Он вперил в меня горящие глаза:
– Я не хочу продолжать этот разговор, – прорычал злобно. – Кому бы еще Правитель позволил все то, что я позволил тебе? Я дал все, о чем просила! Твоя жизнь – восточная сказка, девочка моя неблагодарная, – уголки его губ дрогнули. – Все еще хочешь на свободу? – Я сглотнула, а он обошел кровать и опустился рядом: – Нет в нашем мире свободы, Майрин, – обхватил за шею, притягивая к себе. – Даже Повелители здесь – всего лишь рабы. А я предлагаю защиту, покровительство, спокойствие… – его взгляд дрогнул, – и свое сердце.
Лицо мужчины застыло напряженной маской, слова дались ему тяжело. Он выпустил меня и, отстранившись, вышел из спальни в сад.
2
Я шел смутно знакомыми коридорами, слушая эхо своих собственных шагов, и те заменяли удары сердца. Тишина вокруг повисла такая, будто все вымерли. В дальнем коридоре несколько раз мигнул свет, и кто-то из женщин не выдержал:
– Зул Вальдемарович!
Я вздрогнул и замер посреди коридора. Да, кажется, меня когда-то так звали… Опустил взгляд на туфли, осмотрел костюм. Именно так я выглядел в тот день…
– Костя! – подал голос кто-то еще. – Костя, Зул вернулся!
Институт ожил. Вернее, то, что от него осталось. Грянули со всех сторон голоса сотрудников, замелькали, как в калейдоскопе, лица… Измученные, помятые, с потухшими глазами. Когда ко мне приблизился Костя, в мозг будто раскаленным прутом засадили, и ноги подкосились. Память возвращалась мощными толчками, накрывала, душила… Я рычал, стиснув зубы, и царапал пальцами щербатый пол, пока не содрал ногти в кровь.
– Зул Вальдемарович, – подхватили меня под руку. – Таня, воды!

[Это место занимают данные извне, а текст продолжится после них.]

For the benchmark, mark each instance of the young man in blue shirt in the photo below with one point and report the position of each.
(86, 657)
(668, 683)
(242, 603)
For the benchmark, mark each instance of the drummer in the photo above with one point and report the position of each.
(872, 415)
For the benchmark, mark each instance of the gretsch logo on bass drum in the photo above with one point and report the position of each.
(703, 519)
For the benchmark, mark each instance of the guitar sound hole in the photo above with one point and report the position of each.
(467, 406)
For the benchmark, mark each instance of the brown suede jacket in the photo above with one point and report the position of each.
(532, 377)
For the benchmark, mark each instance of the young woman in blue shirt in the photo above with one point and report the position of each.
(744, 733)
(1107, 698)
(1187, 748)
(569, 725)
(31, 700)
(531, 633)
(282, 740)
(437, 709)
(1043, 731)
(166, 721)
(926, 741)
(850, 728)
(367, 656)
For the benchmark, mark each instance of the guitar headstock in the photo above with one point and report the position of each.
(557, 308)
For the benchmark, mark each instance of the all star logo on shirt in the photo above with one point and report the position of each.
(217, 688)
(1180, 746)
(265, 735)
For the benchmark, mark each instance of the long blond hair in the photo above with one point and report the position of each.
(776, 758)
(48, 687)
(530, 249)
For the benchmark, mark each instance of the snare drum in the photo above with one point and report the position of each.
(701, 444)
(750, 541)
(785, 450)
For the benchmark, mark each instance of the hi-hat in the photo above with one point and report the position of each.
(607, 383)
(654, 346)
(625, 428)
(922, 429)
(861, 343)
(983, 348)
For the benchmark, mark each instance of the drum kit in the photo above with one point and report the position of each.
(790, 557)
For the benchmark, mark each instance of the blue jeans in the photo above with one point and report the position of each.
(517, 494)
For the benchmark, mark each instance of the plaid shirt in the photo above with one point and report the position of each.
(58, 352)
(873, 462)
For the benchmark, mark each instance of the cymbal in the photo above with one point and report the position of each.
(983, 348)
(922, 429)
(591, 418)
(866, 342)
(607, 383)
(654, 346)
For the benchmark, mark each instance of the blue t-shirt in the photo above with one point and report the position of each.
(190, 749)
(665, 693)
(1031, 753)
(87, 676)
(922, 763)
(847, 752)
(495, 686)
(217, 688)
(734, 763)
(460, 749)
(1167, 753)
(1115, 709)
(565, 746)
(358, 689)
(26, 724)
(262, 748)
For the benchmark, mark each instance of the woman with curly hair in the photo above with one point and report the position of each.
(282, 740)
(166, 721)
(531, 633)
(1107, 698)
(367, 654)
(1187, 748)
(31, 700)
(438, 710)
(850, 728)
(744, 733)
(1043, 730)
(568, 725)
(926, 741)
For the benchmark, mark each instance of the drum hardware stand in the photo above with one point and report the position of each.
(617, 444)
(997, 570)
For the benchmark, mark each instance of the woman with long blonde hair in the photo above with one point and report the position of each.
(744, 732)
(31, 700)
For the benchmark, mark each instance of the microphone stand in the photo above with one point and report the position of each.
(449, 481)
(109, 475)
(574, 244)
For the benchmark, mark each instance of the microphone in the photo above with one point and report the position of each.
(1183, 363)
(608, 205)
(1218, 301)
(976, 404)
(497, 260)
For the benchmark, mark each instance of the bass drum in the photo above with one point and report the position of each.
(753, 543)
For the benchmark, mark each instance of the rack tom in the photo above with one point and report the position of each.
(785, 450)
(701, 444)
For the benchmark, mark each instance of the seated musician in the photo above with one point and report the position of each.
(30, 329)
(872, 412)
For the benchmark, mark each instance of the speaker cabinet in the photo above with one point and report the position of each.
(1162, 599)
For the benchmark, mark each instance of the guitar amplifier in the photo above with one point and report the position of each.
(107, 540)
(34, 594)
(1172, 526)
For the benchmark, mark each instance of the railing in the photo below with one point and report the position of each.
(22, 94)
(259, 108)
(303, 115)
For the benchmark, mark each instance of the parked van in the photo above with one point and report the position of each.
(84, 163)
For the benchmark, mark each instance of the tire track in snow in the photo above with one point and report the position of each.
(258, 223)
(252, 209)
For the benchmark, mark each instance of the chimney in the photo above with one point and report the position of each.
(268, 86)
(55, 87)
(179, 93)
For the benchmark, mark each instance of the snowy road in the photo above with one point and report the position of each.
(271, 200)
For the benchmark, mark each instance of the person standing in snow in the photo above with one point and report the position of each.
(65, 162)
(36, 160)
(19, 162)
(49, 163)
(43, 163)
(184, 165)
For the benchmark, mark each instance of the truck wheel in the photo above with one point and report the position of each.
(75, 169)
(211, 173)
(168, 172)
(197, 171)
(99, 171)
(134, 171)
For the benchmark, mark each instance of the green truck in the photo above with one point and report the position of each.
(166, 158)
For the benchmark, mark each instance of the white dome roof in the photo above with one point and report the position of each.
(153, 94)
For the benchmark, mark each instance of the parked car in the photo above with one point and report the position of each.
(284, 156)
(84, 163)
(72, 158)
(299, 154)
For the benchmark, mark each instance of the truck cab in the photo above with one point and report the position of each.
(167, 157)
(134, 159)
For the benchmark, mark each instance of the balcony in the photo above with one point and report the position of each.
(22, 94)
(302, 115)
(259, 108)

Десять лет прошло с того момента, как ко мне приходил Джинн. Но это лишь по земным меркам. А по тем – другим – даже и предположить сложно. Под пальцами шел трещинами бетон, заполняясь жидким огнем…
Два осколка скорлупы на столе – все, что осталось…
И бессилие.
– Господи… Господи, – по привычке кто-то стенал рядом.
Да уж… знали бы они, как близко я видел его и как далек тот от персоны, которую стоит просто так упоминать. Ведь правильно рекомендуют не поминать всуе… В груди вдруг заскребло, и с губ сорвался смешок:
– Совсем от рук отбились, – прохрипел и выхватил у кого-то стакан с водой, глотнул и поморщился, – Костя, настойки бы…
– Сейчас, Зул, – обрадовался тот. – Делал по привычке, запас теперь большой!
– Только мечта о глотке и держала…
Вокруг разом скорбно утихли.
– Зул Вальдемарович, как вы? – рядом опустилась Таня – главрук потусторонников. – Как вы выдержали?
– А я и не выдержал, – горько усмехнулся.
– А выглядите отлично, – улыбнулась она.
Да, стоило Джинну разбить яйцо, и внешность изменилась так, будто и не было столетий «холодной» войны. Яйцо – моя персональная «жизнь», которая все ждала своего часа, чтобы ее выпустили, позволили ей быть. Что там – я только догадывался. Тот, которого не стоит поминать всуе, вручил этот подарок давно со словами: «Когда устанешь…» Только как я мог себе признаться, что устал?